Speaking of the Jazz, we’re leaving their former big man out as well. Rudy Gobert is the presumptive Defensive Player of the Year. He’s playing on a championship contender whose identity revolves largely around its defense. But this isn’t Utah. The Timberwolves still play great defense when he rests (thank you Edwards, Jaden McDaniels, Nickeil Alexander-Walker and yes, even Karl-Anthony Towns). He’s traded a few too many dunks for uglier hooks and lower-percentage looks and it’s hurt him offensively. Gobert is having an All-Star-caliber season in a conference with too many All-Stars, so he’s out.
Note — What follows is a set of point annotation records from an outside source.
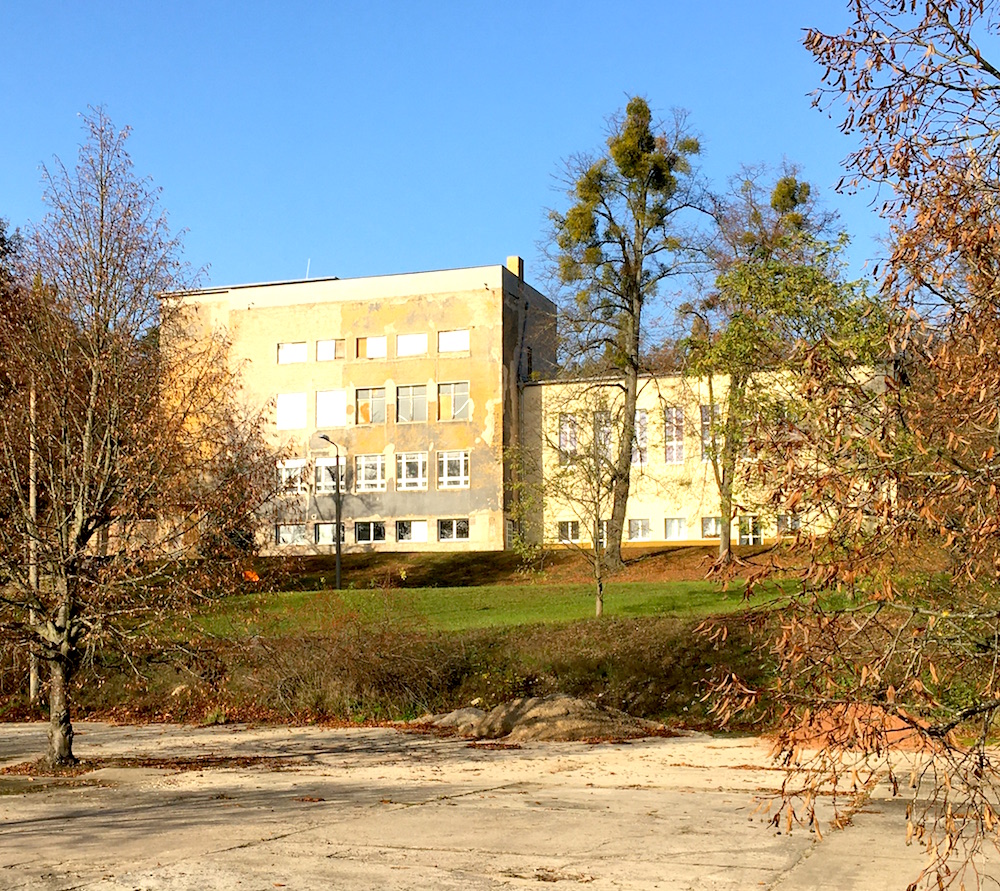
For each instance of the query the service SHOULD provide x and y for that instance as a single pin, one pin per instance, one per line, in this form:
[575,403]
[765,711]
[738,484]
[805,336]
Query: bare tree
[121,440]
And then there’s James Harden. You could make a compelling case that he, not George, is the second-most important Clipper. He’s unlocked the entire offense and turned Ivica Zubac into a pick-and-roll monster. Saying he’s sacrificed to fit in there would be an understatement. He currently ranks 95th in the NBA in field goal attempts. He’s taking catch-and-shoot 3’s! He hasn’t torpedoed the defense! We’re splitting hairs here, but like Markkanen, we’ve got a bit of “the entire season counts” syndrome going on here. Harden told us he’d need 10 games to get going, and that was largely true. He was unimpressive in his first 11 Clipper games, but was off to the races from there. He might finish the season having had one of the 12 best seasons in the West, but that early stretch represents too great a portion of the overall season to date to sneak him in now.
The first of our two final choices is Stephen Curry. His scoring is down 2.7 points compared to last season. He’s shooting the second-lowest 3-point percentage of his career in a healthy season, his lowest 2-point field goal percentage since his 2011 sophomore season, and averaging his fewest assists ever. Curry, once the on-off splits king of basketball, has watched the Warriors play five points per 100 possessions better with him on the bench. Only here’s the thing… this is Stephen Curry we’re talking about. This might be the worst season of his career, but the worst season of Stephen Curry’s career is better than the best season almost anyone else will ever see. He still leads the NBA in 3-pointers made per game by a mile. He’s averaging nine more points per game than any of his teammates. It’s not his fault the Warriors have crumbled around him. If anything, he’s the only reason they aren’t the worst team in the NBA.
De’Aaron Fox knows what it’s like to play for that kind of team, but if he keeps playing at his current level, he never will again. He’s lost a fair bit of efficiency inside of the arc, but traded it for the 3-point shooting he’s always lacked. The result has been a complete inability for opposing defenders to guard him. How are you supposed to stay between the NBA’s fastest guard and the basket if you can’t go under screens anymore? He’ll never be an elite defender, but he’s become a very active one. Only Gilgeous-Alexander is deflecting more shots per game, for instance, and that has translated to an impressive 1.6 steals per night. For all of the talk of Sacramento underperforming, that’s mostly a function of seed. The Kings are 21-15 in games Fox plays, a 48-win pace over the full season. That’s exactly how many games they won last season, but they were a No. 3 seed instead of No. 7 because the conference is deeper. If there was any question about his All-Star leap last season, they should be erased. Fox is here to stay.